I read that in shell, true command returns 0 => logical true. false command return 1 => logical false. But I get surprising results when i run.

if [ 0 ] then echo "0 is true." else echo "0 is false." fi if [ 1 ] then echo "1 is true." else echo "1 is false." fi if [ false ] then echo "false is true." else echo "false is false." fi if [ true ] then echo "true is true." else echo "true is false." fi 

doesn’t this if [ 1 ] mean if 1 exist or if 1 is not null I mean I am neither a unix nor a shell guy but I am curious? if(1) It is like that in C,C# and Java as much as I know.

2 Answers 2

The test if [ 0 ] tests whether 0 is the empty string (it isn’t) and returns true if it is not empty. The test if [ 1 ] similarly tests whether 1 is the empty string and returns true if it is not empty. Likewise, the other two tests check whether the strings true and false are empty.

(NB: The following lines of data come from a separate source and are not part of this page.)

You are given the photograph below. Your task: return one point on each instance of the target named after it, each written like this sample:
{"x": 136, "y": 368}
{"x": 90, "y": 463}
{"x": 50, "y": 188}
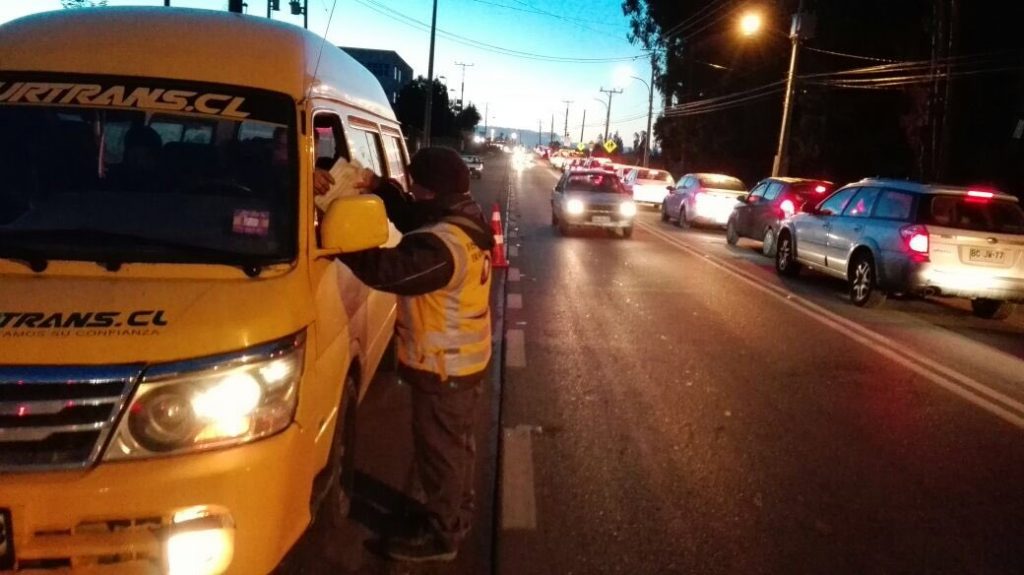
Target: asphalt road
{"x": 667, "y": 404}
{"x": 672, "y": 406}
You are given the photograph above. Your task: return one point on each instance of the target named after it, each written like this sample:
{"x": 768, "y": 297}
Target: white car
{"x": 649, "y": 186}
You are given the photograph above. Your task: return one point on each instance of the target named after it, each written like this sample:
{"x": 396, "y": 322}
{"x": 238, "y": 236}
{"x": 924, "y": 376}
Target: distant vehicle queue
{"x": 882, "y": 236}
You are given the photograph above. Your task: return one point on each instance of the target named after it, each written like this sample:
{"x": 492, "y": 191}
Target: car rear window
{"x": 723, "y": 182}
{"x": 997, "y": 216}
{"x": 654, "y": 175}
{"x": 809, "y": 191}
{"x": 599, "y": 183}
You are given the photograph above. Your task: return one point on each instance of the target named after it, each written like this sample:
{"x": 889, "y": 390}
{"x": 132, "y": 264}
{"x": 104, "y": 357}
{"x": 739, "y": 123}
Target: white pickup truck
{"x": 475, "y": 166}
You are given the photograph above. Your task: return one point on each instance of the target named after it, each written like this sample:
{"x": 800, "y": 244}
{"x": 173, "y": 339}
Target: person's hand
{"x": 323, "y": 181}
{"x": 368, "y": 180}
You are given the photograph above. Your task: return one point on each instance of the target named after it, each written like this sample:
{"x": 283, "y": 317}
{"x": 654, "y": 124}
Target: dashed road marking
{"x": 960, "y": 384}
{"x": 518, "y": 499}
{"x": 515, "y": 349}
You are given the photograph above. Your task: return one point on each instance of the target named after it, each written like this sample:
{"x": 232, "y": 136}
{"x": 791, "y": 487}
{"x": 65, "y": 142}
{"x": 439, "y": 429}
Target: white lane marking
{"x": 518, "y": 499}
{"x": 969, "y": 389}
{"x": 515, "y": 349}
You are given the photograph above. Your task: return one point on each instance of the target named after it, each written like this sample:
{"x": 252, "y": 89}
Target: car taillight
{"x": 916, "y": 239}
{"x": 787, "y": 208}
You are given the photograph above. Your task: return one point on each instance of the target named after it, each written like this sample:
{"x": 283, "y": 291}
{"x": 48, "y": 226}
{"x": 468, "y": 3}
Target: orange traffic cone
{"x": 498, "y": 254}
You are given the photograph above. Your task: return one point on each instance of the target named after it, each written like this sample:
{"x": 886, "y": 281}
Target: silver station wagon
{"x": 898, "y": 236}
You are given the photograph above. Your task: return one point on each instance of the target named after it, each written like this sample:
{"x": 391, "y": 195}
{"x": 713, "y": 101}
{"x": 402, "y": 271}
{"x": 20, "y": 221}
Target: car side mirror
{"x": 353, "y": 224}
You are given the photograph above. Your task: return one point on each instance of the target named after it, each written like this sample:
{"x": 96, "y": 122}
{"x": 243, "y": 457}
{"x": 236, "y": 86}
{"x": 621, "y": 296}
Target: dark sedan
{"x": 759, "y": 213}
{"x": 592, "y": 198}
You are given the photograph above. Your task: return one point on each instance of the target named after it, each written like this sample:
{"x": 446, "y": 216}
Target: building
{"x": 387, "y": 65}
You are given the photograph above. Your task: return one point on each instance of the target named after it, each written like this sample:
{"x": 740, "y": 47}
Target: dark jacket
{"x": 422, "y": 262}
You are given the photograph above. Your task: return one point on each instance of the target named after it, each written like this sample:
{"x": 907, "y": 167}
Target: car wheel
{"x": 992, "y": 309}
{"x": 864, "y": 290}
{"x": 785, "y": 261}
{"x": 768, "y": 242}
{"x": 681, "y": 221}
{"x": 730, "y": 232}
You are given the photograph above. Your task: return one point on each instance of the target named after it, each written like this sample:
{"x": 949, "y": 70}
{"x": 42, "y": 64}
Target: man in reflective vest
{"x": 440, "y": 271}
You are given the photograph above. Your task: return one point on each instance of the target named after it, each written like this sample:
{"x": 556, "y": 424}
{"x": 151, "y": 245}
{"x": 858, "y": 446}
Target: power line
{"x": 855, "y": 56}
{"x": 393, "y": 14}
{"x": 532, "y": 10}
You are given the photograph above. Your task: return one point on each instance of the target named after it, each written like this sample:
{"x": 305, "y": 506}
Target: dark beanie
{"x": 440, "y": 170}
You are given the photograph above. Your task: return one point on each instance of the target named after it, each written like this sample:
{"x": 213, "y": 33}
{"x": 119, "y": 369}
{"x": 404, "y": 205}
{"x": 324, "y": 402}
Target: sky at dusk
{"x": 516, "y": 90}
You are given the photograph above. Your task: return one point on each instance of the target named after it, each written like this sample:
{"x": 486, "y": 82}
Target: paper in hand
{"x": 346, "y": 175}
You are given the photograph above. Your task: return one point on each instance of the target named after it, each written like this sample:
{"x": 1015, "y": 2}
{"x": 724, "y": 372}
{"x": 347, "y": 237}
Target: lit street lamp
{"x": 751, "y": 24}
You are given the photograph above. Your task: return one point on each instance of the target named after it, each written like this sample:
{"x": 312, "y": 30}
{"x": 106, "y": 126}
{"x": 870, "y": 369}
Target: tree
{"x": 83, "y": 3}
{"x": 411, "y": 104}
{"x": 468, "y": 119}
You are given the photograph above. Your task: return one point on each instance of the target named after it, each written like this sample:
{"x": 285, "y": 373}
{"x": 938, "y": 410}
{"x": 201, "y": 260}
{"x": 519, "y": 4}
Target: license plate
{"x": 6, "y": 541}
{"x": 986, "y": 256}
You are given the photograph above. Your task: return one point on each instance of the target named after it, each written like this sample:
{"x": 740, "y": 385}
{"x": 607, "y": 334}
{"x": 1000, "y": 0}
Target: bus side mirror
{"x": 353, "y": 224}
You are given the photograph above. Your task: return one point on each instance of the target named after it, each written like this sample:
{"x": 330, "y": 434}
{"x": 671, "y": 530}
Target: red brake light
{"x": 787, "y": 208}
{"x": 916, "y": 238}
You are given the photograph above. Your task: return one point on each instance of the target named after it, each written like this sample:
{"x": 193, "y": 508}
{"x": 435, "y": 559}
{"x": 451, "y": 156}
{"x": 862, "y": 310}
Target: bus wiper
{"x": 250, "y": 265}
{"x": 31, "y": 258}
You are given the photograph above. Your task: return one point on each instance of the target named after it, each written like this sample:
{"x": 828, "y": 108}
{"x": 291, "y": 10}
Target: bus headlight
{"x": 213, "y": 402}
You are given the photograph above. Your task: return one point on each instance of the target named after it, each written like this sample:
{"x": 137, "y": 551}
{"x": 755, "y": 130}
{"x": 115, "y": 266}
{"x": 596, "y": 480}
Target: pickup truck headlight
{"x": 212, "y": 402}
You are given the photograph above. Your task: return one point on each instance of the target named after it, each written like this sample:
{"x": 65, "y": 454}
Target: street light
{"x": 751, "y": 24}
{"x": 650, "y": 112}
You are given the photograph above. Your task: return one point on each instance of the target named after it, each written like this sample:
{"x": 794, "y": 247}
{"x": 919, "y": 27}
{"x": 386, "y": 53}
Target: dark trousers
{"x": 443, "y": 416}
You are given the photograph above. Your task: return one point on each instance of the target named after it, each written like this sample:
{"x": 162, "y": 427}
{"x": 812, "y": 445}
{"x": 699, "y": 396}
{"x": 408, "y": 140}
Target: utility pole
{"x": 430, "y": 80}
{"x": 650, "y": 114}
{"x": 462, "y": 93}
{"x": 799, "y": 31}
{"x": 566, "y": 102}
{"x": 607, "y": 116}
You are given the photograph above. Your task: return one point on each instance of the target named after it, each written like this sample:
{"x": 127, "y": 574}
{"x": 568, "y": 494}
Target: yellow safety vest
{"x": 448, "y": 332}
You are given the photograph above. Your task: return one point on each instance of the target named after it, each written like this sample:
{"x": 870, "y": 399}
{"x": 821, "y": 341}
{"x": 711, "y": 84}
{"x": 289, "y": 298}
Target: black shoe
{"x": 427, "y": 545}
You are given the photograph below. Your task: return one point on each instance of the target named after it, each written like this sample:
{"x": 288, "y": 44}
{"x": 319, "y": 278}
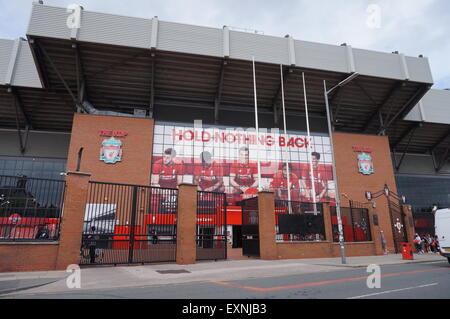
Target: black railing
{"x": 30, "y": 208}
{"x": 299, "y": 222}
{"x": 211, "y": 226}
{"x": 126, "y": 224}
{"x": 355, "y": 224}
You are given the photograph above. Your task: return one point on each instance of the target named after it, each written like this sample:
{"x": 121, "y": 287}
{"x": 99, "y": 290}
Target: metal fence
{"x": 30, "y": 208}
{"x": 355, "y": 224}
{"x": 126, "y": 224}
{"x": 211, "y": 226}
{"x": 299, "y": 222}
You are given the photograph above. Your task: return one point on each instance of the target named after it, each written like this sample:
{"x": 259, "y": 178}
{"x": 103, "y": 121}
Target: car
{"x": 442, "y": 227}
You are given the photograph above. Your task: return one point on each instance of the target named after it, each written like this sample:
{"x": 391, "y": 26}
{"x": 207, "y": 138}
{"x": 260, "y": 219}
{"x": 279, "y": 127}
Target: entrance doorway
{"x": 398, "y": 224}
{"x": 237, "y": 236}
{"x": 250, "y": 228}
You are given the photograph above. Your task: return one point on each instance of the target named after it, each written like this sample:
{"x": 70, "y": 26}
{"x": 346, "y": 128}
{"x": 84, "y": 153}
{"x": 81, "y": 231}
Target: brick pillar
{"x": 186, "y": 224}
{"x": 376, "y": 231}
{"x": 267, "y": 234}
{"x": 409, "y": 223}
{"x": 73, "y": 219}
{"x": 327, "y": 222}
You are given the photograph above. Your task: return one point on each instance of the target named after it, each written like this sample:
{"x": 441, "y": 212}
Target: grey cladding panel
{"x": 114, "y": 29}
{"x": 189, "y": 39}
{"x": 51, "y": 145}
{"x": 49, "y": 22}
{"x": 264, "y": 48}
{"x": 414, "y": 115}
{"x": 419, "y": 69}
{"x": 25, "y": 72}
{"x": 378, "y": 64}
{"x": 6, "y": 47}
{"x": 436, "y": 107}
{"x": 321, "y": 56}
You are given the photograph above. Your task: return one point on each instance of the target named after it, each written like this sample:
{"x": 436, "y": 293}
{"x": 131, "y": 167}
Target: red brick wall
{"x": 355, "y": 184}
{"x": 135, "y": 167}
{"x": 323, "y": 250}
{"x": 27, "y": 257}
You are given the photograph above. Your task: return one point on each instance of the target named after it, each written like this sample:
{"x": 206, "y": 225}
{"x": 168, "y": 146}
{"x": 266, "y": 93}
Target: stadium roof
{"x": 121, "y": 64}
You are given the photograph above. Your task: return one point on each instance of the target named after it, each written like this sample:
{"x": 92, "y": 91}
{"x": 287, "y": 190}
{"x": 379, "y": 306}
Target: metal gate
{"x": 211, "y": 226}
{"x": 127, "y": 224}
{"x": 250, "y": 227}
{"x": 398, "y": 224}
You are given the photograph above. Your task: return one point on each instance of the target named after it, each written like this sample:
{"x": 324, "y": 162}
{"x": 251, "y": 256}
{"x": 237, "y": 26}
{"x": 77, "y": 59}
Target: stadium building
{"x": 131, "y": 112}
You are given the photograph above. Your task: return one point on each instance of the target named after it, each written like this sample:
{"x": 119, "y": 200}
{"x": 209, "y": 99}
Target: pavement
{"x": 102, "y": 277}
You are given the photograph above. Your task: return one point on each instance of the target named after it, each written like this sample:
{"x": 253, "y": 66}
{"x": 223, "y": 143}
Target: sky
{"x": 412, "y": 27}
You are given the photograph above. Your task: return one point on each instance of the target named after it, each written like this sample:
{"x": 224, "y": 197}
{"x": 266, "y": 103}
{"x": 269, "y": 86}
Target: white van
{"x": 442, "y": 226}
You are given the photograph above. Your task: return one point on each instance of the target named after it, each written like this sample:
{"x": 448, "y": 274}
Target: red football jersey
{"x": 208, "y": 176}
{"x": 167, "y": 174}
{"x": 244, "y": 173}
{"x": 282, "y": 183}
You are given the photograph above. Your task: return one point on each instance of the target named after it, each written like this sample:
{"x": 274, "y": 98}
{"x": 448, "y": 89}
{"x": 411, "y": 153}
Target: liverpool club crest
{"x": 365, "y": 164}
{"x": 111, "y": 151}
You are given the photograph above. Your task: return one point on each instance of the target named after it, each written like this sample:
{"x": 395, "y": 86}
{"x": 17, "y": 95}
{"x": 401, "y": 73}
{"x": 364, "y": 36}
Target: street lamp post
{"x": 338, "y": 200}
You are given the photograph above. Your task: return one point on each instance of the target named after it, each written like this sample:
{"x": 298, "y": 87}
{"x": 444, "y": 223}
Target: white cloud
{"x": 412, "y": 27}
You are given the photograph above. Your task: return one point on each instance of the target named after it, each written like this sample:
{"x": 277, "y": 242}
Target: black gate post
{"x": 132, "y": 224}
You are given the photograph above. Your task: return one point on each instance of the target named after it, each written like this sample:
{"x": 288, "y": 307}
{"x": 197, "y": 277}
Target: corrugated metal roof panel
{"x": 321, "y": 56}
{"x": 435, "y": 107}
{"x": 6, "y": 47}
{"x": 25, "y": 72}
{"x": 266, "y": 49}
{"x": 189, "y": 39}
{"x": 117, "y": 30}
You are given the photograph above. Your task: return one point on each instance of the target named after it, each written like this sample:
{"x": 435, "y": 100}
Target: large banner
{"x": 225, "y": 160}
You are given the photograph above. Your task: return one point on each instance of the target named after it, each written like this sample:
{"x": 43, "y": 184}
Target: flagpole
{"x": 311, "y": 170}
{"x": 286, "y": 138}
{"x": 257, "y": 125}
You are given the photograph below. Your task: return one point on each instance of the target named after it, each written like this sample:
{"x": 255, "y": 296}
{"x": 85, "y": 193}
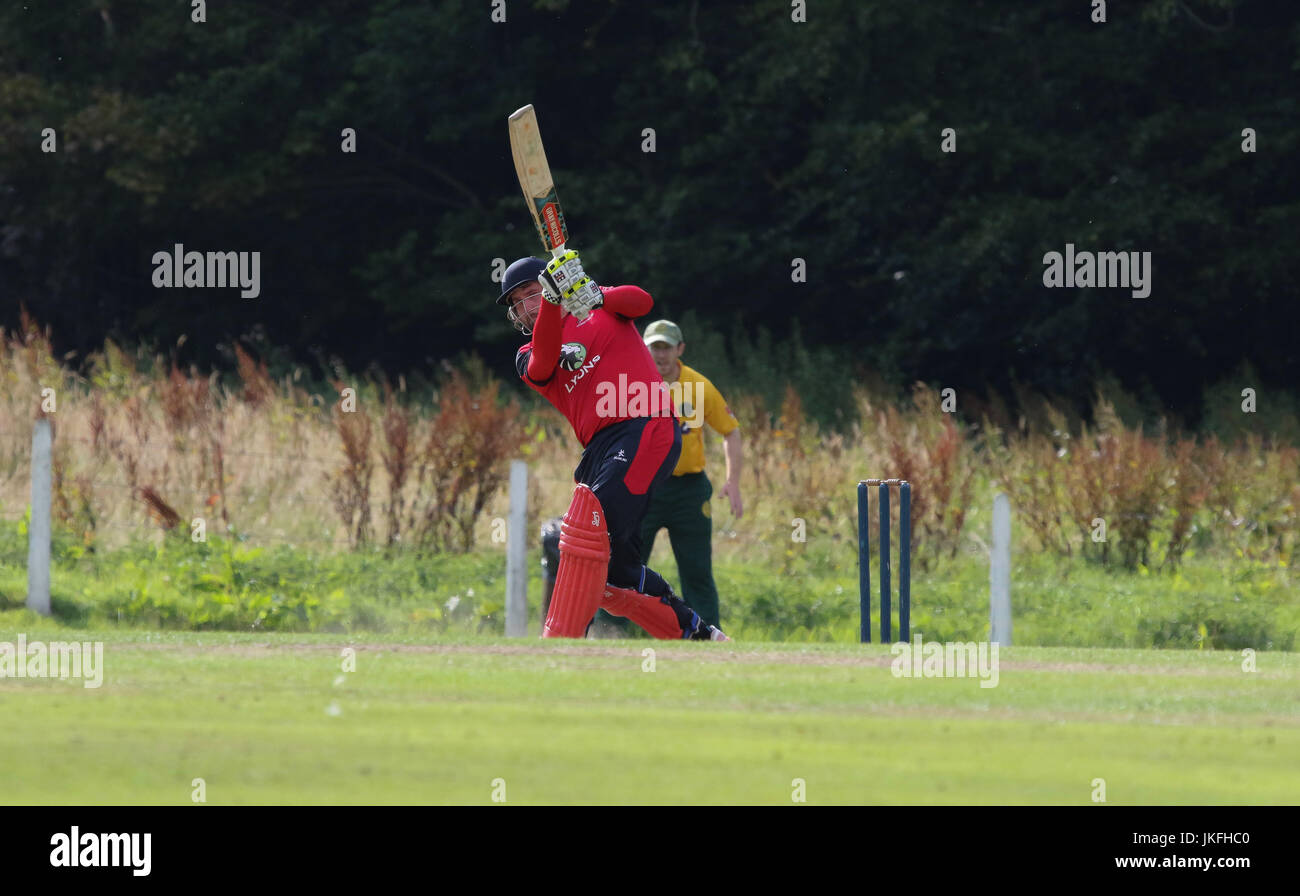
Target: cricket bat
{"x": 534, "y": 178}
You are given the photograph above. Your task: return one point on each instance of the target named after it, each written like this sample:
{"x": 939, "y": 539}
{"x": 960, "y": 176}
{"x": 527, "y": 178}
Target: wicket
{"x": 904, "y": 558}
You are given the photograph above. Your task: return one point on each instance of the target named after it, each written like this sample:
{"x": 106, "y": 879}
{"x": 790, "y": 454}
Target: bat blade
{"x": 534, "y": 178}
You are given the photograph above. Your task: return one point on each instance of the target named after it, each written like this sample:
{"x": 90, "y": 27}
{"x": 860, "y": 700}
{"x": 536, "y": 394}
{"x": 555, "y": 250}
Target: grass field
{"x": 274, "y": 719}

If you want to test the commands, execute the commands:

if false; then echo False is true; else echo False is false; fi if true ; then echo True is true; else echo True is false; fi 

Most machines don’t have commands called 0 or 1 , so you can’t readily invoke them as commands.

You could also experiment with:

if sh -c "exit 1"; then echo Shell exited as true; else echo Shell exited as false; fi if sh -c "exit 0"; then echo Shell exited as true; else echo Shell exited as false; fi 

In 7th Edition Unix, /bin/test (or possibly /usr/bin/test ) was the test program, but you would normally find a link /bin/[ . When it was invoked by the name [ , it demanded that its last argument was ] , so you could write a square bracketed condition. (Macs with macOS 10.14.6 Mojave still have /bin/[ — it still works. Linux systems usually have /usr/bin/[ , and it still works too.)

Shortly after that, the test operation was built into the shell, instead of being a separate executable, but the semantics remained largely unchanged. Because they are now different (built-in vs the executable), sometimes the test operations have different functionality. POSIX defines a baseline; various shells and systems provide various extensions.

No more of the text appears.